Por citar algunos ejemplos,  contamos con una Comisión Ejecutiva de Atención a Víctimas tanto en el ámbito federal como local, misma que atiende no solo aquellas personas que sean víctimas u ofendidos de algún delito sino que también brinda asesoría y orientación técnica tratándose de personas que hayan sufrido alguna vejación a sus derechos humanos.

 

Ello por lo tocante al ámbito del poder ejecutivo.
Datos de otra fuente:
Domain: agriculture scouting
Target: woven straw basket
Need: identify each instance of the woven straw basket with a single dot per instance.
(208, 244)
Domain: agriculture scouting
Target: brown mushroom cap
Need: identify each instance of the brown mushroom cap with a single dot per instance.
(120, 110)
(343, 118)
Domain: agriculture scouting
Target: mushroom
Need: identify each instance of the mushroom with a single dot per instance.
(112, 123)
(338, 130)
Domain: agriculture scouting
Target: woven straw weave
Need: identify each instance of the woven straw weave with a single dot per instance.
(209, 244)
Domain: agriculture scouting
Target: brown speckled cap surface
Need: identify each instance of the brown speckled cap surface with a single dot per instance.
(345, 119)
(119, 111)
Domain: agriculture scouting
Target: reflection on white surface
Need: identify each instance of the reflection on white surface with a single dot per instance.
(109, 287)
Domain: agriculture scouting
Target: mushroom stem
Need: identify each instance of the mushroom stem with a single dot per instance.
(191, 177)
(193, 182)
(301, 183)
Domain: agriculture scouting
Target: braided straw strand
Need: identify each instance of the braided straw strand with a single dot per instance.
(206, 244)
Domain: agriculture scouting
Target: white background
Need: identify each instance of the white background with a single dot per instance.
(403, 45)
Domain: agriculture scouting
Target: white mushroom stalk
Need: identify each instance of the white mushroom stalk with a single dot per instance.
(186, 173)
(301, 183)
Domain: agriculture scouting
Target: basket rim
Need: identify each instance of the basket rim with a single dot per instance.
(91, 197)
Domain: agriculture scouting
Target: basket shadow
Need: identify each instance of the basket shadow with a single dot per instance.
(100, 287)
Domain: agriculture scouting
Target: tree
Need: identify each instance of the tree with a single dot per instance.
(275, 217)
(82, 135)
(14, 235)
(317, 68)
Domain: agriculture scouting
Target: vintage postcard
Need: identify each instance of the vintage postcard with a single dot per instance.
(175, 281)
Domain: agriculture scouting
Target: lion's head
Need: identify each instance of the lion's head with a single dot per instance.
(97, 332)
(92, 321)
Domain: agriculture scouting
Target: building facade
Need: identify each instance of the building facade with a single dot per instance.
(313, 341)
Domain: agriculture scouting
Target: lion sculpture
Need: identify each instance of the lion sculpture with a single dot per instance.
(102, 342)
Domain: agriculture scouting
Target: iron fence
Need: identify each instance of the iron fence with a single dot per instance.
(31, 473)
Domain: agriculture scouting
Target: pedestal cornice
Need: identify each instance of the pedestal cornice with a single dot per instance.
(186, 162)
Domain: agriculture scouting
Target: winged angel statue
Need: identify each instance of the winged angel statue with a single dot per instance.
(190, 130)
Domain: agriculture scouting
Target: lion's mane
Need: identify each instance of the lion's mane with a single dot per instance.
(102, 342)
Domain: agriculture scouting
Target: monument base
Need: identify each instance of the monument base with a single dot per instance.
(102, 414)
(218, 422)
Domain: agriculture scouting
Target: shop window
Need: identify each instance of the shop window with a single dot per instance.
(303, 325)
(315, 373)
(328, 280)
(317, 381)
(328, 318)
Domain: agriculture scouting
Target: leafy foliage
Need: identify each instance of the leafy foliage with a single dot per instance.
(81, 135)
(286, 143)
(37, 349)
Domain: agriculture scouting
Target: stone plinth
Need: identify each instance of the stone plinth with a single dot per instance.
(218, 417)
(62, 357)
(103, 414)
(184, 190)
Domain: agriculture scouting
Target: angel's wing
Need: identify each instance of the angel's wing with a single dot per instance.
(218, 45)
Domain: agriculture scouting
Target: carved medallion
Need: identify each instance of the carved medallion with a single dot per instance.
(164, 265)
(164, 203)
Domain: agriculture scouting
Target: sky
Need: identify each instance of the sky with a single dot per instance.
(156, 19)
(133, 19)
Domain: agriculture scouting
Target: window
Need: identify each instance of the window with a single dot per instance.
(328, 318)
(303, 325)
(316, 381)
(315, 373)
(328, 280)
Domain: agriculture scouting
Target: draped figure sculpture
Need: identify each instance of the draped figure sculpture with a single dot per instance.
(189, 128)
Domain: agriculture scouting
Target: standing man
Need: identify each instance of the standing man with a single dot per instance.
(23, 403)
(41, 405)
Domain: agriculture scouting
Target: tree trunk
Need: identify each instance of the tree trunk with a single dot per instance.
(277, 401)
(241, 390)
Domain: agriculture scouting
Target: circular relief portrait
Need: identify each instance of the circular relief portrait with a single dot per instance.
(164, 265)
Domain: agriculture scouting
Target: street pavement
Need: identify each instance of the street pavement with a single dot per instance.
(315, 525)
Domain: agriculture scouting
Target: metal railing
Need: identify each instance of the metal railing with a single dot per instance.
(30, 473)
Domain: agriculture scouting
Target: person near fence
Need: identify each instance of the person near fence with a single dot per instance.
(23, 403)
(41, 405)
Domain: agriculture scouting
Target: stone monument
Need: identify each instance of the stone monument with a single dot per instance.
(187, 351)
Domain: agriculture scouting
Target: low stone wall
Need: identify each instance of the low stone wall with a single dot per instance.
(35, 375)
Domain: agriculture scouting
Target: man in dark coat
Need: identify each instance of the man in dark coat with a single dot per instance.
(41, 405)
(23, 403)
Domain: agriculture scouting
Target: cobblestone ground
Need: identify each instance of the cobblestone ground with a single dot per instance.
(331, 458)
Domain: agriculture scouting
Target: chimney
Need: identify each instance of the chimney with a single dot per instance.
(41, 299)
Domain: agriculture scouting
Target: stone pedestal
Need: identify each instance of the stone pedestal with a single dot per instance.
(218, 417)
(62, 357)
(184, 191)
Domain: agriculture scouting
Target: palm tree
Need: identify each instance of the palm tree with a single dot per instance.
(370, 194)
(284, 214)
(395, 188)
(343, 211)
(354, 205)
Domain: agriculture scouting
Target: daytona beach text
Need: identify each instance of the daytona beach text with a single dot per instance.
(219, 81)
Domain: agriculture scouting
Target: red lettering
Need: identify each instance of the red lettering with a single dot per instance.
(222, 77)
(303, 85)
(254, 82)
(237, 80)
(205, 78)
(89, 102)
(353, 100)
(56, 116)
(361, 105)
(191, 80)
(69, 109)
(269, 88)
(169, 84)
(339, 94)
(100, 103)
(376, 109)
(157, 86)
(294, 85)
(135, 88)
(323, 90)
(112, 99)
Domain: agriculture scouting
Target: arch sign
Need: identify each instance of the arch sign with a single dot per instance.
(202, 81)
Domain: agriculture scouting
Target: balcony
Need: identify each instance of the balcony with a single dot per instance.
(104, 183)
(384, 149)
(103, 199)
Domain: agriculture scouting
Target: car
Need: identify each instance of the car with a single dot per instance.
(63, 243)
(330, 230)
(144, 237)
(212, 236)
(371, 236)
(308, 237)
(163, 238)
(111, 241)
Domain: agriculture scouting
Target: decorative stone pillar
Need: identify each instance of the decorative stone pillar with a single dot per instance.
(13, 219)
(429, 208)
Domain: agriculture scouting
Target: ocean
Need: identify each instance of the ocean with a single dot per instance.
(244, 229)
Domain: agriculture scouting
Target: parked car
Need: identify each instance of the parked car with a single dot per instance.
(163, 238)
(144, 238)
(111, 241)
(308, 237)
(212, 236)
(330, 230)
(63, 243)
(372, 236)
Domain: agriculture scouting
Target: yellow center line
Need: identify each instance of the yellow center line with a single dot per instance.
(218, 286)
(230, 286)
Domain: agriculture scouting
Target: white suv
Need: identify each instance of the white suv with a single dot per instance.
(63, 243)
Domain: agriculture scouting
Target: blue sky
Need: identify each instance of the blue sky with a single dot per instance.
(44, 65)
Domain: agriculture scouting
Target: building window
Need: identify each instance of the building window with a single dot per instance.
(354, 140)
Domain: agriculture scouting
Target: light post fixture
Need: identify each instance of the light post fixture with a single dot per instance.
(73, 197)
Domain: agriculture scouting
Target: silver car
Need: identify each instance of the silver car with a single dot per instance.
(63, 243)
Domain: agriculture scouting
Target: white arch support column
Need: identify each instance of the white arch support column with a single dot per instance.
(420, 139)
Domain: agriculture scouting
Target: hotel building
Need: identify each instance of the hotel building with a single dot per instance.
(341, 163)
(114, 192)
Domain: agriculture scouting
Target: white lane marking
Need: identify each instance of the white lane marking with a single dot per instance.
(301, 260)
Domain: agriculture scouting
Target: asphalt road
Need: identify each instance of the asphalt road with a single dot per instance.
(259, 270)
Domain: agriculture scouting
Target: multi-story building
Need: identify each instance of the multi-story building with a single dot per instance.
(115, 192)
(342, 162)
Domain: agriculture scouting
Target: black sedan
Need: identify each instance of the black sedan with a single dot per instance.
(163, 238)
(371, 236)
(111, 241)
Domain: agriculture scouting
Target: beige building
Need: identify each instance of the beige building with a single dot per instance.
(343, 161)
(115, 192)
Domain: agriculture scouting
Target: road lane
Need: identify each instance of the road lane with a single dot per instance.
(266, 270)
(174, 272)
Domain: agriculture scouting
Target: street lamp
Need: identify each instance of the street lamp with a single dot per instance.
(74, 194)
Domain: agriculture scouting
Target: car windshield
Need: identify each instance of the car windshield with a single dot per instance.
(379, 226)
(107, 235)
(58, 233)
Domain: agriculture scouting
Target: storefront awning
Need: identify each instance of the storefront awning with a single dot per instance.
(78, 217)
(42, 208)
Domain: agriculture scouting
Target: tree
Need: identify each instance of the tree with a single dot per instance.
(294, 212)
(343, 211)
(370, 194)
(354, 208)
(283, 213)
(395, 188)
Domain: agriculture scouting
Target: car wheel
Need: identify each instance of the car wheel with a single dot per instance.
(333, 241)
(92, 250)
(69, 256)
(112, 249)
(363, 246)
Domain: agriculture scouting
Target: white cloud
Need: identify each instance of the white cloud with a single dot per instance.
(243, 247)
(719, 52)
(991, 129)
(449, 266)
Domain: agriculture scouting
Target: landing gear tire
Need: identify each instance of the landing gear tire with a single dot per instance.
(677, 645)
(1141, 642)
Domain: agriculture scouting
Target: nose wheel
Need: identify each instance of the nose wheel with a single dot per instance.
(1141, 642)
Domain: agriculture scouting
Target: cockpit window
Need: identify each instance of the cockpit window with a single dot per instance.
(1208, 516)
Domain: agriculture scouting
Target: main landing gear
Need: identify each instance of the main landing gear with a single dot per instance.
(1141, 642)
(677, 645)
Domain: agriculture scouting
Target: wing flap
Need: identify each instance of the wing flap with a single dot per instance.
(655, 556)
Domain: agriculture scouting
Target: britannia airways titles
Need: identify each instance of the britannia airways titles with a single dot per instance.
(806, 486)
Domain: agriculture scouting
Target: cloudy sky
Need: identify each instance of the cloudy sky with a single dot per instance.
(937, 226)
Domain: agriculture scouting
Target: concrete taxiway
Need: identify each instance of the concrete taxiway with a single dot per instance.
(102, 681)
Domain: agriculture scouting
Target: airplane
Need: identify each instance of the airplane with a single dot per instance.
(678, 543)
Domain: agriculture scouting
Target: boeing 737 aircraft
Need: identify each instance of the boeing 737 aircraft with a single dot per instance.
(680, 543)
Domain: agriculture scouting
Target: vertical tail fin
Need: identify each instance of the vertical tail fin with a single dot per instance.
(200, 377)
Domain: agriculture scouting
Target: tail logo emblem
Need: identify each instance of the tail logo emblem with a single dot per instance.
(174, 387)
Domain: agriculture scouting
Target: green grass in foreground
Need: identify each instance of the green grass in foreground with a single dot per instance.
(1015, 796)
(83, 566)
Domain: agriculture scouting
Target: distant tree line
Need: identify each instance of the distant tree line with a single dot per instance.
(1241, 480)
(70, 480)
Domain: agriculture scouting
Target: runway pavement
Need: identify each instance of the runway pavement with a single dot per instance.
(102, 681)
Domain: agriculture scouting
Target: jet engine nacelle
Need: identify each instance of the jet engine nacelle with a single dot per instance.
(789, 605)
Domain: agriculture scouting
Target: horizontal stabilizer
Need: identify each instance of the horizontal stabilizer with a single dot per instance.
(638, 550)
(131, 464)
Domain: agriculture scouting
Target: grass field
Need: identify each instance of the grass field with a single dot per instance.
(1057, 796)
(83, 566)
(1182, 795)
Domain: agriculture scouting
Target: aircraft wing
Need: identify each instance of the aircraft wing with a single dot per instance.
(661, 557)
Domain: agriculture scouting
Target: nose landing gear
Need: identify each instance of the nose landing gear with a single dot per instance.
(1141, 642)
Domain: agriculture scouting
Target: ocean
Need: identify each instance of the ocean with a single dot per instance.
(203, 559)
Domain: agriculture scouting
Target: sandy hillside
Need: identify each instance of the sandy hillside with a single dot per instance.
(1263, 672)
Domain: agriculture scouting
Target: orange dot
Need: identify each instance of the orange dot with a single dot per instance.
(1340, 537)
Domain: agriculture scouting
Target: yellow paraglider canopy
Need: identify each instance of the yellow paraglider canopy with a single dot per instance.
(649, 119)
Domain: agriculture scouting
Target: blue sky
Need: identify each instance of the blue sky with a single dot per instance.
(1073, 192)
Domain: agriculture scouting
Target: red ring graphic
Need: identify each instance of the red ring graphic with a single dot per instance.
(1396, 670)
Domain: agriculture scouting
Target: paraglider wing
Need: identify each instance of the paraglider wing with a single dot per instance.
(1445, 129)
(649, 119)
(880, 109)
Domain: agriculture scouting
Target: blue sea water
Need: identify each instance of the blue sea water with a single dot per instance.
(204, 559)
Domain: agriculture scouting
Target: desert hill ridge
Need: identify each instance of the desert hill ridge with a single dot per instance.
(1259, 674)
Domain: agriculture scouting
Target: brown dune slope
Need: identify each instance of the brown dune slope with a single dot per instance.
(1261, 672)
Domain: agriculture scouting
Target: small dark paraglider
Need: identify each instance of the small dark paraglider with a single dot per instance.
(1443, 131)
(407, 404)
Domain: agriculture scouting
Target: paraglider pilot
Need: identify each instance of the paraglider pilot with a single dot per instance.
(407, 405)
Por lo que respecta al poder judicial, se cuenta con el criterio de inaplicación de normas cuando ellas contravengan a los derechos humanos, así como interpretación más favorable para la protección a los derechos humanos, entre otros.

 

Lo relatado es muestra de las acciones que México ha emprendido para evitar perturbaciones en el goce y ejercicio de los derechos humanos.

 

Tratándose de las dos primeras autoridades que se llevan el primer y segundo lugar en violaciones a derechos humanos, pertenecientes al sector de la salud, considero que como será en el grueso de los casos, una sola autoriad no puede evitar vulnerar derechos sin la colaboración de otras autoridades, ello ya que le es menester legislaciones, reformas, adecuaciones a las leyes que  que les permita dejar de trasgredir derechos, verbigracia, el que padecen aquellas mujeres que se les coarta abyectamente su derecho para afiliar a su cónyuge, concubino o concubina, a su servicio médico del que disfrutan, caso que no sucede con el varón ya que este no batalla un ápice para afiliar a su esposa o concubina.

 

Cabe señalar que la Suprema Corte de Justica de la Nación ha hecho lo propio y, en reiteradas ocasiones, ha señalado la ilegalidad de esa medida, pero, el poder legislativo estará más atareado con otras cuestiones, que ha hecho caso omiso de esa vulneración a derechos humanos.

 

Por ello, humildemente le sugeriría al IMSS (y a las entidades de salud con el mismo criterio) compartir su lustroso primer lugar con el poder legislativo, ya que los primeros le arrojan la culpa a los segundos y viceversa, los motivos (pretextos) fluyen caudalosos cual Río Usumacinta en época de lluvias, con el argumento de que la ley ya establece mayores requisitos para afiliar al esposo o concubino y amerita una reforma, que porque no existen recursos para solventar que también se afilien los varones esposo o concubino del beneficiario principal del servicio, similares y conexos que desembocan en ultrajes a los derechos humanos.

 

¿Acaso faltarán unas cuantas sentencias de la Corte Interamericana para que alguien ponga manos a la obra en este rubro?